His advice, then, is to always lay out a plan towards victory. “You always need to ask yourself: what do I need to win? Even more importantly, what don’t I need? What can I afford to trade away?”
Sounds like good advice. I promise to try and heed it in the next day’s tournament. Julian wishes me luck. Then he has to go. The Modern Top 8 is about to start – and Julian needs to support his teammate.
A front row seat to your own destruction
On Sunday, Julian and I meet again in the Legacy tournament – as fifth round opponents.
By pure chance, I now have a front-row seat to Julian Knab’s style of playing Magic to go with our interview.
It’s a pivotal moment: both of us are 3-1, meaning we have been doing okay so far, but a second loss would very probably put either of us out of Top 8 contention.
It’s actually quite fascinating watching Julian play after hearing him speak in-depth about his view of the game just the day before. Indeed, he plays the same way he carries a conversation. This is not at all a deadly serious player: the first thing you notice when you play him is his trusty mascot, a green Yoshi plush doll, being set down on the playmat. Knab is joking, talking left and right, offering running commentary – yet at the same time, he is clearly paying attention to your plays and how they impact his ability to win down the line.
As one would suppose from hearing him speak on sideboarding and decision-making, Julian is not a risk-averse player, preferring to act confidently on his analysis instead of trying to narrow down a list of unavoidable plays. In our game, he goes for the aggressive options early, trying, and rebuilding, and then just trying again.
The entire time, it’s almost impossible for me to say whether I’m even any close to winning the game. I’m suddenly getting the lingering suspicion that I’m one of the many players Julian sees as playing a short-sighted tactical game, while he is calmly executing on his strategy.

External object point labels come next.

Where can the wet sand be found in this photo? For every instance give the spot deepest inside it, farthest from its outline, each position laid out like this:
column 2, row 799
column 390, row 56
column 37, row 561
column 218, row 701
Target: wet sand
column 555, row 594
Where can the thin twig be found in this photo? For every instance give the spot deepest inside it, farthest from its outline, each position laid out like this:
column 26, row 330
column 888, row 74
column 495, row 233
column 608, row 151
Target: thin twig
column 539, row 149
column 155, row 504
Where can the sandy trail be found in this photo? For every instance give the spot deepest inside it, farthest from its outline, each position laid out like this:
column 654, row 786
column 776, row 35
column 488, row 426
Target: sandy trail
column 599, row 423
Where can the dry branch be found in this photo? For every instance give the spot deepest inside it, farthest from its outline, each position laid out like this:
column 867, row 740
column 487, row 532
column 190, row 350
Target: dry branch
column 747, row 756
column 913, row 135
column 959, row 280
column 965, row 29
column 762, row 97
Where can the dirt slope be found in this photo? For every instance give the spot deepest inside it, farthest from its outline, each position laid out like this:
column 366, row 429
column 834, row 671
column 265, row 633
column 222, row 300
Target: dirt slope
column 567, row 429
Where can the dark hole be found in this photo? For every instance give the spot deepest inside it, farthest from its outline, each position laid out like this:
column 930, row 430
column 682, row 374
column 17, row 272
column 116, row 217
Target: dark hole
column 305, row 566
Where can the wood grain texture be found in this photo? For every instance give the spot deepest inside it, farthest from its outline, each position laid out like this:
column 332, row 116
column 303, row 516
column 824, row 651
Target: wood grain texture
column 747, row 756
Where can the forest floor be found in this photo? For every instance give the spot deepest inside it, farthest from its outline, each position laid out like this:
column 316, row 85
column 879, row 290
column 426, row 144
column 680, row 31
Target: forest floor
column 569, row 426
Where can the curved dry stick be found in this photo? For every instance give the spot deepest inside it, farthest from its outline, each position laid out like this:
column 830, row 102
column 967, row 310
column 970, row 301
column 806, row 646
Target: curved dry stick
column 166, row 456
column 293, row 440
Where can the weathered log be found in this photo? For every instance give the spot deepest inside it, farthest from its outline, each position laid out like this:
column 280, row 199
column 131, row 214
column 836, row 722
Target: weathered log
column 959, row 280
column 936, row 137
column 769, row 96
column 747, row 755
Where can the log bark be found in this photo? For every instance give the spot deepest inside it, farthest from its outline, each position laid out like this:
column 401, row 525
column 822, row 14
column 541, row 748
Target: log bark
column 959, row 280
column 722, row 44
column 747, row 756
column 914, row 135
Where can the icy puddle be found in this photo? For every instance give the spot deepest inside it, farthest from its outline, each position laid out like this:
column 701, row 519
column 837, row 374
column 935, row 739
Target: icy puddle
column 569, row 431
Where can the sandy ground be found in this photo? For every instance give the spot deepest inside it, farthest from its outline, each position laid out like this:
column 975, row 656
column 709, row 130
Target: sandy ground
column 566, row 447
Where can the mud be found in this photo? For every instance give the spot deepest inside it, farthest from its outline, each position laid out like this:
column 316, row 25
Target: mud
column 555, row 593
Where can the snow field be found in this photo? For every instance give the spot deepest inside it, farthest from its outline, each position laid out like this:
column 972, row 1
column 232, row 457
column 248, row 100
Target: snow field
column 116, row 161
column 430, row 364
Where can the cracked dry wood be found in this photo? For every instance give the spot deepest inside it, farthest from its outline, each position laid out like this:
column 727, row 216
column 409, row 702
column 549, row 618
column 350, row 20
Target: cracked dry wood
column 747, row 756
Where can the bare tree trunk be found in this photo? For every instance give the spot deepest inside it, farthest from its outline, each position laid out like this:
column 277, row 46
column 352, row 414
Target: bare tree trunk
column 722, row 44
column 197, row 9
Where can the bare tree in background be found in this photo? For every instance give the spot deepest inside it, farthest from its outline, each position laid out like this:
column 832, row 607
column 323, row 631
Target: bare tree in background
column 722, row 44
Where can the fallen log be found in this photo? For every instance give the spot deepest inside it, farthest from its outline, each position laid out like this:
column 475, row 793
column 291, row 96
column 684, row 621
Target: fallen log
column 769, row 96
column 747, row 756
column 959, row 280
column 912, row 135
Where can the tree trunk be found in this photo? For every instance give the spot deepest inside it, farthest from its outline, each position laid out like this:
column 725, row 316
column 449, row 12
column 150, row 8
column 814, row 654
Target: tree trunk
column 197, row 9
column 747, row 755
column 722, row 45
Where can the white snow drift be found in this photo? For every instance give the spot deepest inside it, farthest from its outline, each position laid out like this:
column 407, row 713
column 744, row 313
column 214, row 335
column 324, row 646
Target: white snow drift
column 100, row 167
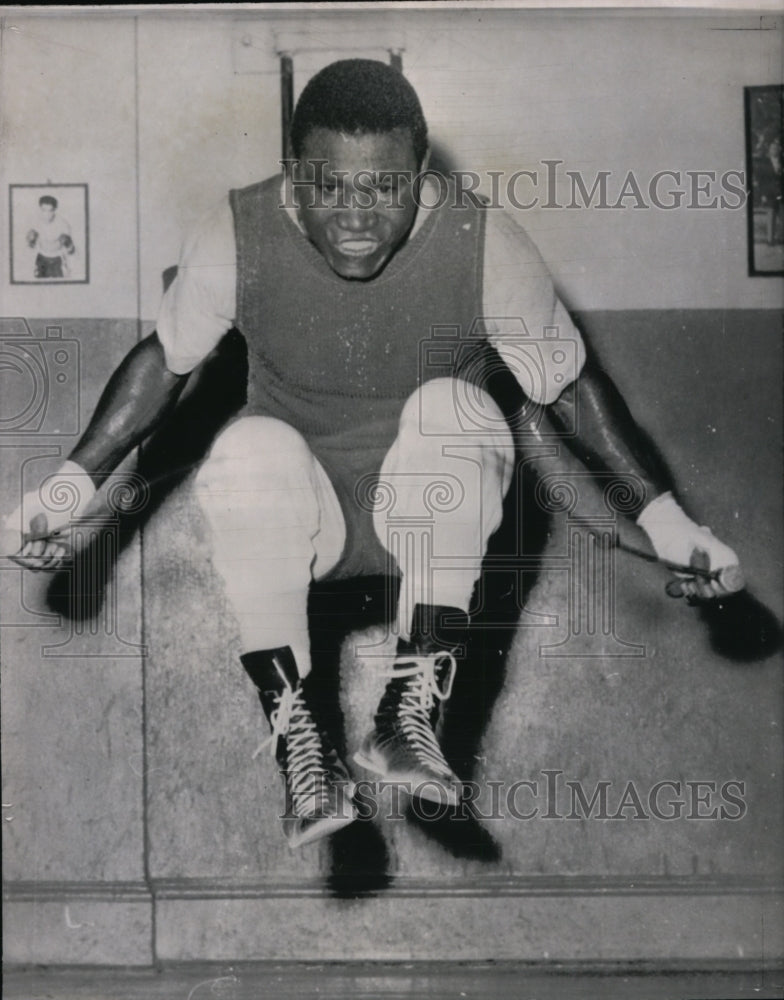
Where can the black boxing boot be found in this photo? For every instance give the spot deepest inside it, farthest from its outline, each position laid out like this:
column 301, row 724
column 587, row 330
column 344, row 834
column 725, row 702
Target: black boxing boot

In the end, Julian shows why he has won a veritable litany of European events these past years and handily dismantles me, ending my hopes of finishing anywhere near the Top 8. He laughs, which makes it a bit easier for me to do so as well. Secretly, I’m still swearing bloody revenge.
After nine rounds, Julian will narrowly miss his goal as well and end up in 21st place, almost exactly thirty places above me.